Seçim sonuçlarının ortaya çıkardığı tablodan bir koalisyon hükümeti çıkar mı? Bu soru etrafındaki tartışmalar yapılırken genellikle şöyle bir kabulden hareket edildiği görülmektedir: Seçimde halk uzlaşma mesajı verdi. Aslına bakılırsa seçimde halkın bırakın böyle bir mesajı, herhangi bir mesaj verdiğini söylemek sadece bir yorumdur; seçimlerde bireysel olarak ortaya konulan tercihlerden kolektif bir düşünceyle hareket edilmiş gibi anlam çıkarmak, sadece sonuçlar üzerine dışarıdan yapılan bir değerlendirme olabilir.
Bazı anketçilerin ellerinde birtakım anket sonuçlarıyla ortaya çıkıp, halkın şöyle bir koalisyon istediğini söylemesi, bir partiye oy verdiklerini söyleyenlerin belirttikleri bazı özelliklerinden birtakım sonuçlar çıkarmaya kalkmaları ise oldukça şenlikli bir durumdur.
Neyin koalisyonu
Elbette ki mesele ciddidir ve sadece birtakım anket sonuçlarıyla
hareket edilerek, sonradan ‘ne yapalım anketler böyle işaret
ediyordu’ denilerek açıklanamayacak öneme sahiptir, bu sebeple de
üzerinde analitik olarak durulması gereken bir konudur.
“İmparatorluktan günümüze Türk siyasal hayatına bakıldığında temel
siyasal bölünmelerin ‘Batıcılık’-’yerlilik’ ekseninde oluştuğunu,
bunun cumhuriyet döneminde önce ‘devletçilik-demokratlık’ sonra
‘kültürel muhafazakâr/politik yenilikçi’-’bürokratik statükocu’
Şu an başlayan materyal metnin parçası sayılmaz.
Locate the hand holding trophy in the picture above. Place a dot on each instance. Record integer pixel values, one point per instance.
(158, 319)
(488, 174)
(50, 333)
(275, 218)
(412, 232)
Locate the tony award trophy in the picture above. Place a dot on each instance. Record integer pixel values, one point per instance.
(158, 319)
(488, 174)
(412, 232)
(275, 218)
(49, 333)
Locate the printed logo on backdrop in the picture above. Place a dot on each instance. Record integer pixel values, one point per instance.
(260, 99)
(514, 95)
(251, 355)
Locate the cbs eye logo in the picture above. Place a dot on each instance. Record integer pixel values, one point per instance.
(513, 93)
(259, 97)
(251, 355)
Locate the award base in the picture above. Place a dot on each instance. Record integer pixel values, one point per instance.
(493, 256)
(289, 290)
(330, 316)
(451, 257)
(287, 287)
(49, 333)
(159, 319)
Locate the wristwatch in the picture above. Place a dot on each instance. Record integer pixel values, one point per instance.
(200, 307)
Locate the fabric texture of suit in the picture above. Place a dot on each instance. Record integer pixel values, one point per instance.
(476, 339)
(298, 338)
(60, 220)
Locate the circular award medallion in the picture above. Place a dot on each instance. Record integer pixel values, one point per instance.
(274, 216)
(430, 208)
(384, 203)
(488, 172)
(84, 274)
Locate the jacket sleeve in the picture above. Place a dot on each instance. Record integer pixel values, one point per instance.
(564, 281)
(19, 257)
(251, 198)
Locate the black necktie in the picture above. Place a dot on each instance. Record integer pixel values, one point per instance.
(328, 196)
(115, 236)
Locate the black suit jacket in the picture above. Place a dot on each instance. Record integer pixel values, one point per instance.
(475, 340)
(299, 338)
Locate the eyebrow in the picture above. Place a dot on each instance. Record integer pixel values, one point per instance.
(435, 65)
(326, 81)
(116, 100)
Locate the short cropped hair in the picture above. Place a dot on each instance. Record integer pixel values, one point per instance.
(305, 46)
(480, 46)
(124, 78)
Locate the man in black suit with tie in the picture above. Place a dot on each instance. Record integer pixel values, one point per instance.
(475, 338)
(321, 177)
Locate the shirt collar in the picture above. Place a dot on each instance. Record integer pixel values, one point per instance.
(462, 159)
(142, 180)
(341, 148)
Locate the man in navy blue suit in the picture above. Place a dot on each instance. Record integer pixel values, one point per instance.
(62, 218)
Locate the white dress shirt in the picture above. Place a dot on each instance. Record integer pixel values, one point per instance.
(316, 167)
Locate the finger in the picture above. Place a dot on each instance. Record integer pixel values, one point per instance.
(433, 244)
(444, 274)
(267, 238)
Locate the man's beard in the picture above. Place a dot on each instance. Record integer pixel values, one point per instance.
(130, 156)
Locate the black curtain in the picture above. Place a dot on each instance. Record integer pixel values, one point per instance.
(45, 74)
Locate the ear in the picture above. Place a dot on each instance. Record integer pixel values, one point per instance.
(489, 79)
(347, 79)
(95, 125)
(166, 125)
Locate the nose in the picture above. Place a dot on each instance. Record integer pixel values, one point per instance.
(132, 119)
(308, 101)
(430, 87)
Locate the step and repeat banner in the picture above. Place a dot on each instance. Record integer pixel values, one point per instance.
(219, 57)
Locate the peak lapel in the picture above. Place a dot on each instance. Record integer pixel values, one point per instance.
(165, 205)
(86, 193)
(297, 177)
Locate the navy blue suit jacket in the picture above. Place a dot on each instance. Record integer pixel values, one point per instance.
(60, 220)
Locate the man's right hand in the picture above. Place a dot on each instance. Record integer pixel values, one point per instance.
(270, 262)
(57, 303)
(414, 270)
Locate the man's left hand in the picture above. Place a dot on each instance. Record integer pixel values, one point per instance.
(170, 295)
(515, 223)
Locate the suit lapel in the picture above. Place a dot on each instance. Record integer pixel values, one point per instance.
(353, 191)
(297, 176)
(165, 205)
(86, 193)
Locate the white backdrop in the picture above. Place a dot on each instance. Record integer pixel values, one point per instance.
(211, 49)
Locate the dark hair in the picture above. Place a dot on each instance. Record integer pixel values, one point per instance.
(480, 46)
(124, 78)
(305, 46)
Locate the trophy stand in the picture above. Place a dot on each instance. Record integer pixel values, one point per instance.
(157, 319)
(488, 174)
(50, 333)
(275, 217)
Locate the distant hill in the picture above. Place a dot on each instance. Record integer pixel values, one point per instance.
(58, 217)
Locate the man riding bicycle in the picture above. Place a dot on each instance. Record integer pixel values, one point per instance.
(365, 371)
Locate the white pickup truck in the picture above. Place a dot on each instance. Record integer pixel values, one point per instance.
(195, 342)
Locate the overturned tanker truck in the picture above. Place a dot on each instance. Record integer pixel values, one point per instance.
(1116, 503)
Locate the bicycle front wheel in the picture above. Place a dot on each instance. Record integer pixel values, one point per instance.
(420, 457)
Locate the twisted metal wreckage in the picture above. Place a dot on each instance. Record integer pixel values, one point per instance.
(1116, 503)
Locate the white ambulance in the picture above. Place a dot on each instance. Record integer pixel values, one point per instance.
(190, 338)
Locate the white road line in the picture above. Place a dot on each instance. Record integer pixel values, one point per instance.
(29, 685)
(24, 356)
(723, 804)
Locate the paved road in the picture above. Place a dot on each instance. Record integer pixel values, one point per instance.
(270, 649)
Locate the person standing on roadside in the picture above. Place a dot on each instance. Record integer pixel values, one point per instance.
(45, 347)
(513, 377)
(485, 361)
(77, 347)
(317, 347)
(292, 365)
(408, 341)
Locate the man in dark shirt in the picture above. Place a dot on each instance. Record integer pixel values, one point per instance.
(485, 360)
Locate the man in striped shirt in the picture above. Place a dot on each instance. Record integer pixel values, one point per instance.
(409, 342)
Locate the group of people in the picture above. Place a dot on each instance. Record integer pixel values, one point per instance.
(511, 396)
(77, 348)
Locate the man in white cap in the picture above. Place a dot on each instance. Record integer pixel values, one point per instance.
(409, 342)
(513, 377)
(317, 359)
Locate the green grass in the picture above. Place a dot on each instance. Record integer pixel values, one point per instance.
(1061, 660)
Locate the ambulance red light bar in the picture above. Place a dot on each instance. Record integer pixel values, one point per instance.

şeklinde devam ettiğini görmek zor değildir.” Bu kutuplaşma
oluşturduğu eksenlerin, toplumsal değişim süreçleriyle birlikte
karşılık geldiği oranlar değişme eğiliminde olsa da, bugün hâlâ bu
dağılımın her seçimde kendisini hissettirecek bir biçimde neticeye
yansıdığını söylemek mümkündür. Demek ki seçimin önümüze koyduğu
tabloda ilk olarak görülmesi gereken husus bu tarihsel
ideolojik/kültürel bölünmenin devam ettiği meselesidir.